397While iterating over the hash table, any entry with the type `None` is
398skipped. While iterating over the shared snapshot, any entry which also exists
399in the hash table is skipped. The combined result of the two iterations
400represents the full contents of the prefs database.
401
402### Pref changes
403Pref changes can only be initiated in the parent process.

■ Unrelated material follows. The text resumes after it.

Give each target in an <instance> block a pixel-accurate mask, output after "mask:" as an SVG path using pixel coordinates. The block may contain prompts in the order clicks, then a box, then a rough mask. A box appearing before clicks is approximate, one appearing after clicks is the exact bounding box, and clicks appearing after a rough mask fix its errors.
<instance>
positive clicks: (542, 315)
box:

All API methods that
404modify prefs fail noisily (with `NS_ERROR`) if run outside the parent
405process.
406
407Pref changes that happen before the initial snapshot have been made are simple,
408and take place in the hash table. There is no shared snapshot to update, and no
409child processes to synchronize with.
410
411Once a snapshot has been created, any changes need to happen in the hash table.
412
413If an entry for a changed pref already exists in the hash table, that entry can
414be updated directly. Likewise for prefs that do not exist in either the hash
415table or the shared snapshot: a new hash table entry can be created.
416
417More care is needed when a changed pref exists in the snapshot but not in the
418hash table. In that case, we create a hash table entry with the same values as
419the snapshot entry, and then update it... but *only* if the changes will have
420an effect. If a caller attempts to set a pref to its existing value, we do not
421want to waste memory creating an unnecessary hash table entry.
422
423Content processes must be told about any visible pref value changes. (A change
424to a default value that is hidden by a user value is unimportant.) When this
425happens, `ContentParent` detects the change (via an observer).  It checks the
426pref name against a small blacklist of prefixes that child processes should not
427care about (this is an optimization to reduce IPC rather than a
428capabilities/security consideration), and for string prefs it also checks the
429value(s) don't exceed 4 KiB. If the checks pass, it sends an IPC message
430(`PreferenceUpdate`) to the child process, and the child process updates
431the pref (default and user value) accordingly.
432
433**Problem:** The blacklist of prefixes is specified separately from the prefs
434themselves. Having an attribute on a pref definition would be better.
435
436**Problem:** The 4 KiB limit can lead to inconsistencies between the parent
437process and child processes. E.g. see
438[bug 1303051](https://bugzilla.mozilla.org/show_bug.cgi?id=1303051#c28).
439
440### Pref deletions
441Pref deletion is more complicated. If a pref to be deleted exists only in the
442hash table of the parent process, its entry can simply be removed. If it exists
443in the shared snapshot, however, its hash table entry needs to be kept (or
444created), and its type changed to `None`. The presence of this entry masks
445the snapshot entry, causing it to be ignored by pref enumerators.